Dil Bechara Hindi Movie Review

Feature Film | U | Drama, Romance | 1h 42min
Director Mukesh Chhabra and his scriptwriters Shashank Khaitan and Suprotim Sengupta, with able support from A. R. Rahman, create charming little touches that make the film rooted in Indian culture.
Jul 24, 2020 By Sreejith Mullappilly

Mukesh Chhabra's directorial debut 'Dil Bechara' is a faithful adaptation of Josh Boone's English film 'The Fault in Our Stars'. It stars Sushant Singh Rajput as Manny and Sanjana Sanghi as Kizie Basu. They are lovers who form a deep bonding over a chronic condition, which forces them to seek closure to virtually everything in life.

In his introduction scene, Rajput's Immanuel Rajkumar Junior is seen dancing to Indian music, with Sanghi's Basu standing near him. It is a far cry from the scene in The Fault in Our Stars where Shailene Woodley's Hazel Grace and Ansel Elgort's Augustus Waters meet for the first time in a cancer support group session. This is a Hindi film, and Chhabra wastes little time to establish its and our sensibilities for an Indian cinema audience.

This uniqueness even in a remake is what I have found strikingly remarkable about Dil Bechara. The scene in the cancer support group does arrive a little later, and so do numerous other scenes that stay loyal to the Woodley and Elgort starrer. Yet, what keeps the film from being a mere rip-off are the Bollywood professionalism on show and the vast cultural differences. Grace and Waters from The Fault in Our Stars bond over literature, and they develop a physical relationship.
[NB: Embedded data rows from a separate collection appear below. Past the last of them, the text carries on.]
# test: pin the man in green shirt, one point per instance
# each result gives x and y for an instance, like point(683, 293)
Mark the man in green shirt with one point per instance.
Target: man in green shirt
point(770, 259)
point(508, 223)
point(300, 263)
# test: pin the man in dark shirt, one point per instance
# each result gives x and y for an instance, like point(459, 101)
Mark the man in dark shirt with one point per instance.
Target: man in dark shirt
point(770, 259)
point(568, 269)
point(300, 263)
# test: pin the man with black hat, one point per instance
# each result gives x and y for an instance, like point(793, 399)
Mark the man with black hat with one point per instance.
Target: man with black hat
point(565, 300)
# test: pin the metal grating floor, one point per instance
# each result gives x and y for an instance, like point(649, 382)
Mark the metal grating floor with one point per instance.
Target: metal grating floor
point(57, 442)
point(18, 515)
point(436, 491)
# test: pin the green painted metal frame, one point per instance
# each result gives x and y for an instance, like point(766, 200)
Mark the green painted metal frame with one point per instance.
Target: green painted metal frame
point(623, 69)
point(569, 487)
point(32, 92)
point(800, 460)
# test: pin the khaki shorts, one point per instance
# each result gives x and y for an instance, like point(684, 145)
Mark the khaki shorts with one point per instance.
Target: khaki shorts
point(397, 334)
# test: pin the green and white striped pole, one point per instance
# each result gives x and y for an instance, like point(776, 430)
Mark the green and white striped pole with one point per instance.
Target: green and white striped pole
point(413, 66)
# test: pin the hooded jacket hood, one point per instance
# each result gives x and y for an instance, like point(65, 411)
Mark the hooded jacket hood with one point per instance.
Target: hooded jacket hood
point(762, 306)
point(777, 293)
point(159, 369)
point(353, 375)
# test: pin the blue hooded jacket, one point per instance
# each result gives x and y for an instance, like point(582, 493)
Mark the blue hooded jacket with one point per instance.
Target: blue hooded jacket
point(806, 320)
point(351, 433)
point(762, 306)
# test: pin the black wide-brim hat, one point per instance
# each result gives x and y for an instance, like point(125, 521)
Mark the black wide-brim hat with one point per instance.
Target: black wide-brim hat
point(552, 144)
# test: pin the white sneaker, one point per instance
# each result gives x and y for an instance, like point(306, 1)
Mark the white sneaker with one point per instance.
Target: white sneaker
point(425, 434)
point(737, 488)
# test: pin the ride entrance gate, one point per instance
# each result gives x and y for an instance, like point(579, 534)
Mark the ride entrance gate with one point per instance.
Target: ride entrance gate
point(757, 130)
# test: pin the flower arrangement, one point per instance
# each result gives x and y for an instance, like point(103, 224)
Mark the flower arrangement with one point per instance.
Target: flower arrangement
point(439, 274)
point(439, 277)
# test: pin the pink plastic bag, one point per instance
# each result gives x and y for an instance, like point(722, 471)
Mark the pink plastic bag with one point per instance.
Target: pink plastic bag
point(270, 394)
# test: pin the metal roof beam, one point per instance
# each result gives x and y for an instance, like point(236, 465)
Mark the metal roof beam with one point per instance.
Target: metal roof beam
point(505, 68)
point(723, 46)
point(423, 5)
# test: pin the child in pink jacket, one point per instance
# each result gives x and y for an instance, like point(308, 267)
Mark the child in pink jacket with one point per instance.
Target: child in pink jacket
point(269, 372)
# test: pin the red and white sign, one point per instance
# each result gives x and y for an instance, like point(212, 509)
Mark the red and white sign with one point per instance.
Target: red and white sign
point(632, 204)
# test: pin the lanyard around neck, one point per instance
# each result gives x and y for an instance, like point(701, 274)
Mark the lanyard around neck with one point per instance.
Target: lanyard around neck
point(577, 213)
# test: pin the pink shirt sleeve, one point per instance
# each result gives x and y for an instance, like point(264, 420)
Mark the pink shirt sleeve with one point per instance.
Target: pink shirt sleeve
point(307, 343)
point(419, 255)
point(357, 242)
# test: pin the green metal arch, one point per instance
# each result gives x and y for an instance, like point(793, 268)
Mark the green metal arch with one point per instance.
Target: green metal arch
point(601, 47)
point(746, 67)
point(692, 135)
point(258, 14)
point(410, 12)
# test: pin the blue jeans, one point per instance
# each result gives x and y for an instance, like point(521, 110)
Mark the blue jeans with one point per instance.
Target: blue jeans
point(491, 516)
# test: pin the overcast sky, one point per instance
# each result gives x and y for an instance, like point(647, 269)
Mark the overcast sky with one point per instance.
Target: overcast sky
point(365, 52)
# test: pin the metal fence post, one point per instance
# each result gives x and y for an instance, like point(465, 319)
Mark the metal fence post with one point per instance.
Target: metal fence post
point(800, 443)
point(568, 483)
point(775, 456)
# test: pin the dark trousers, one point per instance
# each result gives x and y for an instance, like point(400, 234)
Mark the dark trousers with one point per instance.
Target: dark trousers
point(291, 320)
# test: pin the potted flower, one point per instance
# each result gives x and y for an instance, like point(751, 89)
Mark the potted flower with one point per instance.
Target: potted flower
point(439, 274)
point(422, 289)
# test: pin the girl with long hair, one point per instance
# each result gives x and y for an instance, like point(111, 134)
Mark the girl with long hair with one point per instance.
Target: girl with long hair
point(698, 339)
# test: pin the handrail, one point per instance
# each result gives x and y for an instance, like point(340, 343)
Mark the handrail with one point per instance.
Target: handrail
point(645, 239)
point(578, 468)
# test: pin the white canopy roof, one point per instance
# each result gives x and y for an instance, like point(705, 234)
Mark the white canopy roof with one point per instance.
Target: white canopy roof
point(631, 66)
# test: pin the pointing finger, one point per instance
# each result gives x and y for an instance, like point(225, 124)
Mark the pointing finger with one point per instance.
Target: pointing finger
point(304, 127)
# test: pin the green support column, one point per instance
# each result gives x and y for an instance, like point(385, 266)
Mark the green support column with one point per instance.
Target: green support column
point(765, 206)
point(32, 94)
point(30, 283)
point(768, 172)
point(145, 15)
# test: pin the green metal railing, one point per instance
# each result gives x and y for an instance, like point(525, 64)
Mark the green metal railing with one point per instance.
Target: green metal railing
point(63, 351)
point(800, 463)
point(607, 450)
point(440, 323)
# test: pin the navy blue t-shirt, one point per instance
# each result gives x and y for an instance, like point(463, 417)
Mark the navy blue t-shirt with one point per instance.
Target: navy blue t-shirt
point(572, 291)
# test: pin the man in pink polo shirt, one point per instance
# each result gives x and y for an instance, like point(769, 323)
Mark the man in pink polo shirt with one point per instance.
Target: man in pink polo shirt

Conversely, Manny and Basu's tool of romance is their common interest in a Hindi album and Indian movies, plus their relationship remains platonic.

Chhabra and his scriptwriters Shashank Khaitan and Suprotim Sengupta, with able support from A. R. Rahman, create charming little touches that make the film rooted in Indian culture. Two of these elements are Basu's oxygen tank 'Pushpinder', and her and Manny's inclination to occasionally slip into local lingo. The oxygen tank does not just get an Indian name, but it also features on the shoulders of other characters when they dance with Basu.

Most of the film is breezy and charming, but there is no escaping the same borderline mawkish feel as in 'The Fault in Our Stars'. But much like the original movie, it is the director's focus on the two leads that makes Dil Bechara work. There is also another factor that makes it eminently watchable: Sushant Singh Rajput, in what turned out to be his final feature film. The actor plays Manny at an energy level that is vastly different from Elgort, and he is reminiscent of Shah Rukh Khan in his younger days. There are moments in Dil Bechara that blur the lines between real life and reel life, and this is owing to our realization that Rajput the man is no more. Dil Bechara is a fitting swansong of the singular talent that is Sushant Sing Rajput.

As for the other cast members, they all put in reliable, winning turns. Sanjana Sanghi initially appears a fish out of water here, but she gradually gets to the skin of her character, playing Basu as competently as a newcomer can. She does her best here, and does not imitate or try to outdo what Woodley did in a career-defining role of Hazel Grace.

Saswata Chatterjee and Swastika Mukherjee are fine in small yet important enough parts as Basu's parents. A 39-year-old Mukherjee plays the role of a 50-55 year old with utmost conviction. Seeing her act, chances are you will fail to recognize her from that Amazon Prime show 'Paatal Lok'.

Still, to nitpick, one would expect a better, more poignant role than Sahil Vaid's JP. There is also a surprise cast member in Dil Bechara that I would let you discover for yourself. After all, this is that rare Hindi film whose biggest surprise factor has more to do with a real-life incident than what unfolds on the screen for close to 2 hours.

Sreejith Mullappilly



Awesome movie and Awesome acting skills from SSR. Last movie was very special for everyone.

A simple... but heartbreaking movie. SSR will live in our memories for ever.